Os negócios imobiliários de Rui Rio

António Cunha — 26 Julho 2008

bairrodoaleixo_72dpi.jpgNa terça-feira, 22 de Julho, cerca de 50 moradores do Bairro do Aleixo manifestaram-se em frente à Câmara Municipal do Porto (CMP), enquanto, no interior, o executivo decidia, veio-se mais tarde a saber que com os votos favoráveis da coligação PSD/CDS e também do PS, o projecto para a demolição do bairro. Os manifestantes empunhavam cartazes onde se lia “Rio exterminador social” ou “Cansados de ser discriminados” e gritavam palavras de ordem como “Rui Rio cabrão, só vês o cifrão”. No mesmo espaço, cerca de duas dezenas de agentes policiais, quase um para cada duas pessoas. Rio, o mesmo que, em campanha eleitoral para o primeiro mandato contestou a demolição, tem medo dos pobres, pelo menos quando é apanhado a mentir-lhes.

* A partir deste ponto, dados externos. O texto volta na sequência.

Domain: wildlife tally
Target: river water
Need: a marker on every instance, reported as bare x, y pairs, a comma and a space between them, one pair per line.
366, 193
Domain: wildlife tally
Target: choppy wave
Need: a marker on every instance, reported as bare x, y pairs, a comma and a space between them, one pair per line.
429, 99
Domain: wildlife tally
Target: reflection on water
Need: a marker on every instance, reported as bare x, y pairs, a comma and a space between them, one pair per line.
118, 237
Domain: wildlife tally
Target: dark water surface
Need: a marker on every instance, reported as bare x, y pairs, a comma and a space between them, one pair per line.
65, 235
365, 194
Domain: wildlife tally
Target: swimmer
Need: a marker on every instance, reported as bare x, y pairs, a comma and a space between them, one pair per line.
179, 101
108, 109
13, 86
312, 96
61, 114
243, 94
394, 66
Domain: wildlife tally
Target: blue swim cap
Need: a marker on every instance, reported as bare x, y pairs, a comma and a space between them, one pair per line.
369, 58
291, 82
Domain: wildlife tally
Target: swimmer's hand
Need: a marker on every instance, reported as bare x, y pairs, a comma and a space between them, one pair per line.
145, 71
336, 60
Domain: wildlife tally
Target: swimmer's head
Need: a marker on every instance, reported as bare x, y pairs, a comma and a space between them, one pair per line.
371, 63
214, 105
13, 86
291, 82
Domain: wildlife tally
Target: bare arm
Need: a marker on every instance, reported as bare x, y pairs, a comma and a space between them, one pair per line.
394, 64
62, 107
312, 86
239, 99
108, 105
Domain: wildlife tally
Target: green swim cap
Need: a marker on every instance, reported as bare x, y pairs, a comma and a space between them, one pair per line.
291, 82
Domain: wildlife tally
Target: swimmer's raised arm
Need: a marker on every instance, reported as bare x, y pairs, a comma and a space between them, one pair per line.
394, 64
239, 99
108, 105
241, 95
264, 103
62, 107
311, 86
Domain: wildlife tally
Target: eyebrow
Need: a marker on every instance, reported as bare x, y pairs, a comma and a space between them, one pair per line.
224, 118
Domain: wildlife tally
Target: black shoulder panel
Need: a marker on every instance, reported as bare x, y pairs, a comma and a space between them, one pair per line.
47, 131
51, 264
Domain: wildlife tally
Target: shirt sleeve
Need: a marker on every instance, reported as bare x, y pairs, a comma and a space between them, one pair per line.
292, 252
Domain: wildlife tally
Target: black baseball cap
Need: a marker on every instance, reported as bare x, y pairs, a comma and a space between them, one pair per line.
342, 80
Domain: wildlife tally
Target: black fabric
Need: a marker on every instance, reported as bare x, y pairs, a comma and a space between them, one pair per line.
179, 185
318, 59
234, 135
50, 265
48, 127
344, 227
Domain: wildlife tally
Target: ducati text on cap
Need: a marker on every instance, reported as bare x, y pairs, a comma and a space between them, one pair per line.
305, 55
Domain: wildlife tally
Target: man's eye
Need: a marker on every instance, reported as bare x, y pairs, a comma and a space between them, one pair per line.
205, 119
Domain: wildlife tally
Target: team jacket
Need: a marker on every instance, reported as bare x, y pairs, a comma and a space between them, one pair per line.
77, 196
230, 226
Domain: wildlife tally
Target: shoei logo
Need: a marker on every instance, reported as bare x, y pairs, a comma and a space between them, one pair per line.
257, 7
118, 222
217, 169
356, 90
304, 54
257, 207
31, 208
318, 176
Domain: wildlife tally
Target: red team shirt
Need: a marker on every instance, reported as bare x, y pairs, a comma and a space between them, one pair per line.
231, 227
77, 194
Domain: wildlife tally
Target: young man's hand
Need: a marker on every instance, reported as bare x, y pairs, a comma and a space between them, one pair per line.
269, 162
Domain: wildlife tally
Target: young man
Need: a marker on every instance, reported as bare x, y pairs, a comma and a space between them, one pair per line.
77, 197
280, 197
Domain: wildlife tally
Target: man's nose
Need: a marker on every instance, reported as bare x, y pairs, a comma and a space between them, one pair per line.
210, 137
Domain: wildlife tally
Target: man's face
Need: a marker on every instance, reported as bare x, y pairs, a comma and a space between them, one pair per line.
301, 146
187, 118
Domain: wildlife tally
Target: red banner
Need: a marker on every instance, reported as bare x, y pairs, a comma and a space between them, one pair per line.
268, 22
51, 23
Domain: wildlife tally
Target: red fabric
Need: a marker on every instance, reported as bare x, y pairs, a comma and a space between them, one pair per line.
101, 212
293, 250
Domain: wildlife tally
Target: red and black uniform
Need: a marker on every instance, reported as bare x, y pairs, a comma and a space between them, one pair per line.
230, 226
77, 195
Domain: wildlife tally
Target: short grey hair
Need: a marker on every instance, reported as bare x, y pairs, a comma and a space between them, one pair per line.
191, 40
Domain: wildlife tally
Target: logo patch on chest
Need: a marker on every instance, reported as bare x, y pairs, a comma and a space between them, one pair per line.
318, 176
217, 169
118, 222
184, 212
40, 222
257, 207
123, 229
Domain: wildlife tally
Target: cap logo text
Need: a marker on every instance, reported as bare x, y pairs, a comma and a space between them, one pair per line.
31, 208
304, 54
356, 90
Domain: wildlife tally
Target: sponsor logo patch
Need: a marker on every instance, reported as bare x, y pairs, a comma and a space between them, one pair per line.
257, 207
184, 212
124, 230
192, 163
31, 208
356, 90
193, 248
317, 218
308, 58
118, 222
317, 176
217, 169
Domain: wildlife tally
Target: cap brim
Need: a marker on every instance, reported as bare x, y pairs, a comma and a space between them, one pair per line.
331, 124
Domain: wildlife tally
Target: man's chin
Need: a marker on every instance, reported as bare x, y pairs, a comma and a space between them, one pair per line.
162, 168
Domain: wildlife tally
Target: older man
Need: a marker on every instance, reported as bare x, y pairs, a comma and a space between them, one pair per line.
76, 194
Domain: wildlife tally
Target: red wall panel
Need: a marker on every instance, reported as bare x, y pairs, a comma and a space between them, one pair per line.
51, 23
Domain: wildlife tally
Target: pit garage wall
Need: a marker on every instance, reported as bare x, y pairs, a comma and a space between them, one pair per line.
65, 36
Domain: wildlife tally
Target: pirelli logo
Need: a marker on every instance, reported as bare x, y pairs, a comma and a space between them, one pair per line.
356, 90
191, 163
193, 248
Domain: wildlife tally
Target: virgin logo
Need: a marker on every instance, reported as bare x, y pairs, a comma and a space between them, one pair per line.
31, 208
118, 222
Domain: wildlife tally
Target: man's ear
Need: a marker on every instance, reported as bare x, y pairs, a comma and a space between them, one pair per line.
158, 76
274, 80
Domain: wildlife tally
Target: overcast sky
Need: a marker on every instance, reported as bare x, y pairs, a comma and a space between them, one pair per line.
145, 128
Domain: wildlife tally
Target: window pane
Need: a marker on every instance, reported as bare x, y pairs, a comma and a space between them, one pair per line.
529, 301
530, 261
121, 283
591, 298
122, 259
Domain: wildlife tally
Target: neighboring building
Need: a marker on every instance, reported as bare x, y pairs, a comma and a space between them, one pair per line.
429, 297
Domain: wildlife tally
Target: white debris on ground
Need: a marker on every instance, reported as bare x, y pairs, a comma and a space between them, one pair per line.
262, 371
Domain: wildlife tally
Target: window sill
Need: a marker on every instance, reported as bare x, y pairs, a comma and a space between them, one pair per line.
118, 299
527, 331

No final, os manifestantes decidiram avançar com uma providência cautelar, que pretende suspender o processo até que haja uma reunião do executivo com os moradores, para se tentar encontrar uma solução de consenso. Há ideias e projectos alternativos. O que não há, porque se trata do unilateral Rui Rio, é a vontade de consultar as pessoas que serão afectadas pelas resoluções da CMP.

No Bairro do Aleixo, vivem cerca de 1300 pessoas. A população é socialmente desfavorecida, os níveis de escolaridade muito baixos, aliados à fraca qualificação profissional. O desemprego é elevado. Famílias numerosas convivem em espaços exíguos. Os espaços abertos são em geral incaracterísticos e desconfortáveis. E o senhorio votou o bairro ao abandono.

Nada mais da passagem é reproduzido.